* Dollar rises to 2-1/2 week high against major currencies
* U.S. Treasury yield hits 2-year high, Wall St seen weak
* Copper, oil fall as China rate fears add to Fed worries
* World shares extend last week’s losses, volatility rises
By Richard Hubbard
LONDON, June 24 (Reuters) - The U.S. central bank’s plans to scale back its money printing, combined with tighter financial conditions in China, lifted the dollar on Monday, but sent bonds, shares and commodities lower.
U.S. stock futures pointed to Wall Street joining the falls, adding to the drop the major indexes have already suffered.
The declines stem from Federal Reserve’s signal that the era of cheap central bank money - which saw many assets hit record highs - was coming to an end, but have been exacerbated by China’s battle to transition to a lower growth economy.
Both events are unprecedented and have driven a sharp rise in risk aversion by investors fearing a long period of volatility across markets.
“The more liquidity you’ve got in the system, the more disorderly the potential could be, so that’s the real fear about this,” said Josh Raymond, market strategist for City Index.
The shift out of assets which have benefited most from cheap money has been sharpest in the U.S. debt market, where yields on 10-year Treasury notes spiked to two-year highs of 2.6 percent on Monday.

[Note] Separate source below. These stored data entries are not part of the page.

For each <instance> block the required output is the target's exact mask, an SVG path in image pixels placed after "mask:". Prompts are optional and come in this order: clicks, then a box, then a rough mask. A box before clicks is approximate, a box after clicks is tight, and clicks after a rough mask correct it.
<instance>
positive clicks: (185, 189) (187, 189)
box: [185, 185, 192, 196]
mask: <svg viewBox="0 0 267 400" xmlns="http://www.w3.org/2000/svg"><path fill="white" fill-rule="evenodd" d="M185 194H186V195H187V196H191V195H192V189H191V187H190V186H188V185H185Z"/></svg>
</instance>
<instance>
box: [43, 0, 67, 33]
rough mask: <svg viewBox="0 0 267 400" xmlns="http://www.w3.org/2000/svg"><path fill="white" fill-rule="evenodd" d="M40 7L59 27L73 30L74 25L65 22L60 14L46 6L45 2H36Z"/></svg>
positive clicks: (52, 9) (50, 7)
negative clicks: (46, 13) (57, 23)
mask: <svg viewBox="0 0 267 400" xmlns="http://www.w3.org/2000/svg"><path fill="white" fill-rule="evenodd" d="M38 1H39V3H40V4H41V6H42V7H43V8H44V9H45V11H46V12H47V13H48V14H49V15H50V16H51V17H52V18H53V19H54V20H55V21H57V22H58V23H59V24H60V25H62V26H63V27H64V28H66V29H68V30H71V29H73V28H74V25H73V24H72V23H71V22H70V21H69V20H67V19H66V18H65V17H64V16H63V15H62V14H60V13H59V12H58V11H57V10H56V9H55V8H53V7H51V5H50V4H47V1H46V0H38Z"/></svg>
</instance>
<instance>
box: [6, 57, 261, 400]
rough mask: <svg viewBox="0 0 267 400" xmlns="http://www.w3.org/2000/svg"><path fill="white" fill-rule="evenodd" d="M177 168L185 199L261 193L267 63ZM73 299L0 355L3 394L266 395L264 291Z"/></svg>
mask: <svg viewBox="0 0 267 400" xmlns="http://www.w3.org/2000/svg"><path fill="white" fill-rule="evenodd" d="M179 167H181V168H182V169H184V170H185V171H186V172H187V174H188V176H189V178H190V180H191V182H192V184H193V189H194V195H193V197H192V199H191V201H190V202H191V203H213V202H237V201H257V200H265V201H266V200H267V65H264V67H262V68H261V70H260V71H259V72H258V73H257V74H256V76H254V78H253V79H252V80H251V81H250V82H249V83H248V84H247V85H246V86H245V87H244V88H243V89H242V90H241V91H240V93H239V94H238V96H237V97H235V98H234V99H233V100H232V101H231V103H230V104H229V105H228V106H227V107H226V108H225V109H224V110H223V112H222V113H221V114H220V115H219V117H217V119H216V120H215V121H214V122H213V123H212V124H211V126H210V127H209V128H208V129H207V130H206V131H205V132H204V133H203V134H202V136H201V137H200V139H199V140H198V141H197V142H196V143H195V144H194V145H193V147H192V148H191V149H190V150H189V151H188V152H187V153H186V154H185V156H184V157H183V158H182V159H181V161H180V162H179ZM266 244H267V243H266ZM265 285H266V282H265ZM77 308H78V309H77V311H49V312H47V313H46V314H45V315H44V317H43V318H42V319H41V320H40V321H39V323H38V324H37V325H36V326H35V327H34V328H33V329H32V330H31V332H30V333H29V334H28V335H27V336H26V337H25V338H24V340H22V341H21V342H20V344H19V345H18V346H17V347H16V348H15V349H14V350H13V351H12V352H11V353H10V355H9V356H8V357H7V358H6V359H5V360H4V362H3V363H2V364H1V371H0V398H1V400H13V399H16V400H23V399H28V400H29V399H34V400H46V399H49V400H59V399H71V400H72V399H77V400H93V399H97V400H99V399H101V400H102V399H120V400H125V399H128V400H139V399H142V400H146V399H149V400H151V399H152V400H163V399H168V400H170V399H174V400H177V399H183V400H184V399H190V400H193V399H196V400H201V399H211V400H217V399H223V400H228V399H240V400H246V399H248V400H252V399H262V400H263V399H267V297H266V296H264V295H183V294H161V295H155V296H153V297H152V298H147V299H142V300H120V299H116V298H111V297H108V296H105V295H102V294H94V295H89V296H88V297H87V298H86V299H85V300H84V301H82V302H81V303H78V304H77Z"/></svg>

This rise, and the brighter outlook for the U.S. economy, which was behind the Fed’s decision, has favoured the dollar against most major currencies. The dollar index was up 0.4 percent at 82.66 on Monday, building on last week’s 2.2 percent rally, its biggest weekly gain in 19 months.
Against the yen, the dollar was up 0.1 percent at 97.97 yen while the euro fell 0.1 percent to $1.3105 after dropping as low as $1.3078, a level not seen since June 6.
As investors retreated into the dollar, share markets everywhere have tumbled, with the falls heaviest in many of the world’s major emerging markets.
MSCI’s benchmark index for stocks in the emerging world fell for a fifth straight day on Monday to touch one-year lows, led by China shares, which tumbled to their biggest daily loss in almost four years.
The rise in Treasury yields and better prospects for the U.S. economy have undermined the attraction of emerging markets, as China’s efforts to clean up its banking system and switch to a slower growth trajectory raises fears of greater instability.
“The China story is something that people are aware of and keeping an eye on, but broadly people are still digesting the comments of the Fed,” RBS emerging markets analyst Mohammed Kazmi said.
MSCI’s main world equity index, which tracks stocks in 45 countries, shed 0.8 percent to add to last week’s 3.2 percent loss, its worst weekly fall since May 2012.
The concerns over China’s economic health spread to mining stocks in Europe, adding to worries about the impact of the Fed’s tapering, and pushing the FTSEurofirst 300 index of top companies down 1.5 percent by midday to 1,124.10 points.
The Euro STOXX 50 Volatility index, known as the VSTOXX, jumped to a nine-month high, signalling a sharp rise in risk aversion among investors.
European equity markets weakened despite data showing German business morale picking up for a second straight month in June, pointing to a slow recovery for Europe’s largest economy.
Commodity markets were faced with the additional pressure of the stronger dollar, which makes them more expensive to investors outside the U.S.
Copper dropped to its lowest price in 21 months, while oil slipped below $100 a barrel for the first time in three weeks.
“Global money supply will be wound back and the level of investment in commodities like oil will be pulled back,” said Michael McCarthy, chief market strategist at CMC Markets.
Gold fell over 1 percent, extending last week’s 7 percent decline, with investors shunning gold’s appeal as a safe-haven asset.